Thanks to the LiveJournal Spotlight this week, we’ve had many more blog readers. Hail and welcome to the Forest! I hope you come back!

For those of you who are new to the blog, feel free to follow me on Twitter. My name there is halseanderson. This will explain what Twitter is if you don’t know.

I didn’t get the 10 pages I had hoped for yesterday, but I found a way to tighten up the second half of the book, so it was a day well spent. Am going back to it right now. (Feel free to keep those writing and publishing questions coming!)

Scribblescribblescribble…

State of the Writing World & Star #4

My thumb continues to heal. Many thanks to the Constant Reader who sent me info on the local guy who makes handmade drums and gives lessons. That will be my reward for finishing the book I’m writing now (FORGE, the follow-up to CHAINS). Until then, I am downloading all kinds of drumming music. Any suggestions?

Many of the conversations at the KW retreat revolved around all the layoffs (i.e. bloodbath) that happened at various publishers in the last few months. It is horrendous for the people who lost their jobs, and it makes writers trying to sell a project or break into the market understandably confused and disheartened.

My opinion?

This too, shall pass.

It all sucks horribly – especially for the people paying NYC rents and suddenly jobless – but it is not a permanent situation. Nothing ever is.

My advice is to use the economic meltdown as an opportunity to focus less on the publication process and more on the quality of your craft. This is the year you don’t have send out one hundred queries or waste time keeping up on trends or tracking down agents. This is the year to focus on taking your writing to the next level. Do that and it will be much easier to sell your book when the economy strengthens.

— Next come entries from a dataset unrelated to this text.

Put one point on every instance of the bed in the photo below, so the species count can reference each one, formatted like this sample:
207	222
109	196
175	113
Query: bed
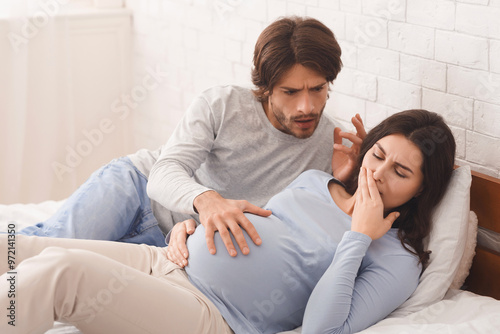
459	292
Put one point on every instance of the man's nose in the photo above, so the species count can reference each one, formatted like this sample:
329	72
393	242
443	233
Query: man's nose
306	105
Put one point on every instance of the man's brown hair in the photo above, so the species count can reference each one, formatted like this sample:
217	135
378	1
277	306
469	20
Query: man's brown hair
289	41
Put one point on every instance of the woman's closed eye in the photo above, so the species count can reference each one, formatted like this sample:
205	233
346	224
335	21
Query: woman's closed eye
396	167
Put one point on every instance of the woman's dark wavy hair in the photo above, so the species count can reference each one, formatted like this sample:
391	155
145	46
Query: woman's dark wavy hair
428	131
289	41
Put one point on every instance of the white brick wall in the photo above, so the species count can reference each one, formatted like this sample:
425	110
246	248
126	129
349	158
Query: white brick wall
440	55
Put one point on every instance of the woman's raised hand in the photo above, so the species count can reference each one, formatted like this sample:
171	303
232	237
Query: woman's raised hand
368	215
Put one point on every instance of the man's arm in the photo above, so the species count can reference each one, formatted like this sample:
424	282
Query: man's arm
172	185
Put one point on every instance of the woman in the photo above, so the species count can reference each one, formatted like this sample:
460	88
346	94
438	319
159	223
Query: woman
332	259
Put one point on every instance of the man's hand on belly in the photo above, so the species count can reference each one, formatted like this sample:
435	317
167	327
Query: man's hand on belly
226	216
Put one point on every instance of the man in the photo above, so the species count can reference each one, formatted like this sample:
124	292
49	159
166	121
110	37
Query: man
232	151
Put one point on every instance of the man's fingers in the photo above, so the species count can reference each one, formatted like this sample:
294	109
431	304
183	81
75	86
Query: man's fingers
358	124
209	238
363	188
190	226
354	138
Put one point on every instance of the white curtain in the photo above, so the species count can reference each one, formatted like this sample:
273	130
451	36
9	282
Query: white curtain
51	137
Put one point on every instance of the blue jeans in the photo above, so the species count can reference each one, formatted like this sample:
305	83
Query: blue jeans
111	205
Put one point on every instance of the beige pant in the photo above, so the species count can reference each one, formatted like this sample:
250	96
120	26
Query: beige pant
100	287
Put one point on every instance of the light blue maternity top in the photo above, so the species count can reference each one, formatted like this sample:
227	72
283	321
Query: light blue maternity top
310	269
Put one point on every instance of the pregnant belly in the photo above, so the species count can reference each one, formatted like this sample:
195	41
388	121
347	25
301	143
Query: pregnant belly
270	286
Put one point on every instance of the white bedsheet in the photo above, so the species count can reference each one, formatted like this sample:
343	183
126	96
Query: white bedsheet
458	312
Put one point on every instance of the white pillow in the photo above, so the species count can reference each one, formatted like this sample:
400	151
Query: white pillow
446	241
469	253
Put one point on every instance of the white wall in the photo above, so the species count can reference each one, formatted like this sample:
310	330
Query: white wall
398	54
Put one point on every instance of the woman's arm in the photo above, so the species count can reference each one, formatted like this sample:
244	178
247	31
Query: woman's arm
346	300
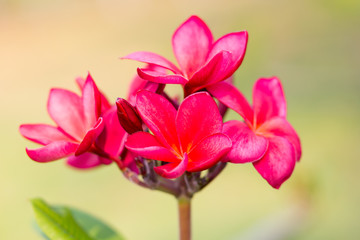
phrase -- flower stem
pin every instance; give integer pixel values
(184, 204)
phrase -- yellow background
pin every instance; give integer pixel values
(312, 46)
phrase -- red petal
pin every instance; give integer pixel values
(147, 146)
(229, 95)
(42, 133)
(208, 152)
(90, 137)
(159, 115)
(173, 170)
(191, 44)
(235, 43)
(52, 151)
(212, 72)
(91, 99)
(86, 160)
(105, 105)
(282, 128)
(268, 99)
(159, 77)
(278, 163)
(152, 58)
(113, 137)
(246, 145)
(65, 108)
(198, 117)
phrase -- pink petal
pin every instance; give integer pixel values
(52, 151)
(86, 160)
(159, 115)
(105, 105)
(229, 95)
(246, 145)
(159, 77)
(268, 99)
(65, 108)
(113, 137)
(152, 58)
(173, 170)
(235, 43)
(91, 99)
(147, 146)
(128, 117)
(278, 163)
(282, 128)
(129, 162)
(208, 152)
(42, 133)
(214, 71)
(90, 137)
(138, 84)
(191, 44)
(198, 117)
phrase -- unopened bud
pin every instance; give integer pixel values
(128, 116)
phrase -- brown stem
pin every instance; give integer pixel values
(184, 204)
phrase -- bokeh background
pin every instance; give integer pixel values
(312, 46)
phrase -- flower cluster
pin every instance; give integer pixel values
(166, 143)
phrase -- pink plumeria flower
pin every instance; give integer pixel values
(188, 139)
(79, 125)
(202, 61)
(266, 138)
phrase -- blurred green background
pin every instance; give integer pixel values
(312, 46)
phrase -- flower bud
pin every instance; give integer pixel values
(128, 116)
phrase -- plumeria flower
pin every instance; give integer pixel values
(85, 131)
(202, 62)
(266, 138)
(187, 139)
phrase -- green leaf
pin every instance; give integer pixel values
(69, 224)
(56, 225)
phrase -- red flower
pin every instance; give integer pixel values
(189, 139)
(202, 61)
(85, 125)
(266, 138)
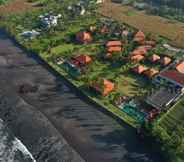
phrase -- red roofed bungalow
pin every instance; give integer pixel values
(84, 59)
(114, 49)
(113, 43)
(139, 69)
(139, 51)
(92, 28)
(180, 67)
(104, 29)
(83, 37)
(80, 60)
(154, 58)
(137, 58)
(103, 86)
(165, 60)
(151, 72)
(150, 43)
(139, 37)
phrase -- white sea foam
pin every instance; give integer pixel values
(11, 148)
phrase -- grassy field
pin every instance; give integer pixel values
(15, 6)
(172, 30)
(174, 117)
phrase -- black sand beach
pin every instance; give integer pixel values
(43, 119)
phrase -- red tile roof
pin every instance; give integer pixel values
(83, 59)
(103, 86)
(104, 29)
(139, 51)
(180, 67)
(137, 58)
(139, 69)
(173, 75)
(83, 37)
(139, 36)
(154, 58)
(114, 49)
(165, 60)
(114, 43)
(151, 72)
(151, 43)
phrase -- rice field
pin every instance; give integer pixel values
(156, 25)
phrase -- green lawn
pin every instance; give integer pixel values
(174, 117)
(131, 85)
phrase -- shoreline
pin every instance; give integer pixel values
(77, 91)
(76, 143)
(21, 118)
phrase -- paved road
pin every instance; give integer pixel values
(94, 135)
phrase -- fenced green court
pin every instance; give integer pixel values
(132, 110)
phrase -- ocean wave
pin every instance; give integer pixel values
(11, 148)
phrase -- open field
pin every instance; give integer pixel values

Anyone else have an opinion about this?

On a more positive note, I can finally share the news of WINTERGIRLS’ 4th star!!! Thank you, Kirkus! Here’s the review:

“Neither therapy nor threats nor her ex–best friend’s death can turn Lia away from her habits of cutting and self-starvation. In broken, symbolic and gut-wrenching prose, Lia narrates her hopeless story of the destructive behaviors that control her every action and thought. She lives for both the thrill and the crash of not eating, and any progress she may have made toward normal eating is erased when her former best friend Cassie dies alone in a hotel room. The trauma of Cassie’s death coupled with Lia’s strained relationship with her parents and stepmother makes her tighten her focus on not eating as she slides into a world of starvation-induced hallucinations. Uncontrollable self-accusations (“Stupid/ugly/stupid/bitch/stupid/fat”) and compulsive calorie counts punctuate her claustrophobic account, which she edits chillingly to control her world. Anderson perfectly captures the isolation and motivations of the anorexic without ever suggesting that depression and eating disorders are simply things to “get over.” Due to the author’s and the subject’s popularity, this should be a much-discussed book, which rises far above the standard problem novel.” Kirkus, Feb. 1, 2009.

I think there may be a few reviewer ARCS available through the WINTERGIRLS MySpace page. This is done by the publisher, so for those of you who have been sending me questions about the ARCs, I’m really, really, sorry, but I don’t have a clue. On the MySpace page, there is an email address in the blog announcement about the giveaway. Mail your questions there.